The history of Amorgos begins many centuries before e, as evidence indicates that the island has been inhabited since the Prehistoric Era.
Excavations have revealed that organized life existed in Amorgos from the 4th millennium BC, at the end of the Neolithic age. During the 3rd millennium BC, Amorgos participated in the development of the Cycladic civilization: settlements and cemeteries have been discovered as well as twelve citadels. The large number of small works of art (ceramics, metalwork, marble idols) found on the island show the cultural advance of the people and indicate that they were in frequent contact with the other Cycladic islands as well as Crete. At the end of the Cycladic period, the Cycladic civilization in Amorgos lost its vigor due to the growth of the Cretan superiority in the Aegean. From this time, Amorgos became an important sea trade station for the Cretans who controlled and colonized it.
During the Archaic period (7th-6th century BC), Amorgos was colonized by cities of Ionia, which gave the island a fast political and social development. During the Classical era (5th-4th century BC), the three cities of Amorgos (Arkesini, Aegialis and Minoa) functioned as a federation, manufacturing, trading, and shipping. Its inhabitants took part in the Persian Wars, especially in the Battle of Salamis in 480 BC, in which the island used one of its ships. In 478 BC, Amorgos joined the Athenian Alliance. After that, like all the other Cyclades, it lost its autonomy and paid a yearly tax to the Athenian state.
In 337 BC, the Macedonians dominated the Hellenic affairs: Amorgos became part of their state. The disputes of Alexander the Great's successors brought Amorgos under the influence of the Hellenistic State of Egypt, the Ptolemies. After the 2nd century BC, the Romans took control of Amorgos.
It was only with the decline of the Roman Empire that the three ancient cities of Amorgos lost their strength and were destroyed causing decay to several monuments, such as the Hellenistic tower in Arkesini.

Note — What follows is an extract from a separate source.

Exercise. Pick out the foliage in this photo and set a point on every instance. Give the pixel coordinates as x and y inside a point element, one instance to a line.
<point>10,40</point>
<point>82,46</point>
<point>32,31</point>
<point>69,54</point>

It was in those years that Christianity was established in Amorgos and early Christian churches made their appearance. During the Byzantine Period, the village of Chora was formed, in the mountainous center of Amorgos, to be protected from piratic invasions. In the 11th century, the famous Monastery of Panagia Hozoviotissa was founded by the Byzantine Emperor Alexios Komninos.
The year 1207 was important for the history of Amorgos and all Cyclades. The Gizi Venetian family took control of Amorgos but they were quite powerless to protect the island so, during the next two centuries, it became a permanent pirate shelter. In desperation, a lot of people left their homes and went to safer places like Crete. Between 1200 AD and 1579 AD, the island was occupied by the Byzantines and the Venetians, and then, from 1579 AD to 1821 AD, Amorgos was occupied by the Ottomans. At that time, the island became a small self-governed democracy called Amorgos Community, taxed by the Sultan.
After the end of the Greek Revolution, Amorgos and all the Cyclades islands became part of the Greek State.
In 1835, the municipality of Amorgos was formed, the easternmost boundary of the New Greek State, and had one of the first schools to function in free Greece (organized under the initiative of the Hozoviotissa Monastery).
From Roman times until the 20th century, Amorgos was a place of exile. In fact, during the period of the Greek junta (1967-1974), many democrats who opposed the regime were exiled to the island, including one of the now most powerful men in Greece, the businessman and philanthropist Vardis Vardinogiannis.